3. Do not doubt yourself. Sometimes, disappointment can make you feel like a total failure. You may wonder why these things “keep” happening to you, and strangely, to you only. It is not the truth. Do not allow yourself to give in to these negative thoughts! Everyone has had disappointments at some point in their lives. Instead of beating yourself up, think about what you could have done differently, and always learn from the experience.

4. Look for solutions or compromises. As the popular quote goes, you cannot have your way all the time. Yet, there will be a second option agreeable to each party. Again, take a few deep breaths, walk, take a shower, relax, and look for the “silver lining.”

5. Reassess and make adjustments, if necessary. Sometimes, when you experience disappointment, it may be a sign that you need to re-examine your priorities. Depending on the degree of disappointment you are facing, you may need to make minor or major changes to your life. Learn to be flexible. Refocusing your attention on your new goals will help you work through your disappointment.

But, do not give up!

Any person who has had even the smallest degree of success in life has faced some disappointment. Losers just don’t quit. They learn from their failures and move on to achieve their goals. You should not allow disappointment to lower your self-confidence. You can become your own biggest motivator! Never underestimate your mental power. Encourage yourself by repeating, “I can do this. I can make it right. I will get through this.
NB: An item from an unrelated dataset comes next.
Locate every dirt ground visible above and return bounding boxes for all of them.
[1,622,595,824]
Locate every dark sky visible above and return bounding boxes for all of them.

6. Believe in Murphy’s Law

Whatever can go wrong, will go wrong, at the worst possible time, all at once, when you least expect it. That is in essence what Murphy’s Law is about. One way to minimize future disappointments is to understand Murphy’s Law. This requires you to think about all the things that could potentially go wrong when moving forward, and come up with appropriate contingency plans that will help you to reduce the risk of disappointment, mistakes and potential failure. This, of course, isn’t a foul-proof strategy; however, it can certainly help you to make better decisions when you’re confronted with seemingly unexpected setbacks.

In the end, it’s not what happens to you that matters, but rather how you respond to the disappointments that life throws your way today, that will make all the difference tomorrow.

Personal tip

Let me give you one last personal tip.

Feeling stuck often comes with a side of procrastination because you may be afraid of being disappointed... again. You may feel like you’ve tried everything and nothing works or you’ve thought your way around this issue so many times, that you don’t even know what to do next.

The problem isn’t that you don’t know what to do, but it is likely that you are avoiding doing the thing that you know will help you break free. Whether you are procrastinating out of fear of disappointment, the unknown, or something else entirely, it’s time to stop.

Take a moment to listen to your intuition and take action. It might involve making a phone call, reaching out for help, or simply facing a situation you’ve been dreading for fear of how it might turn out.

Take action and watch the Universe work its magic to help support you in your cause. I promise it is the secret to breaking free from being stuck and creating a life you love. This plan worked for me.

In the final analysis, it is the tough people who survived and succeeded because they have learnt to reach positively to their predicament. They simply didn’t give up.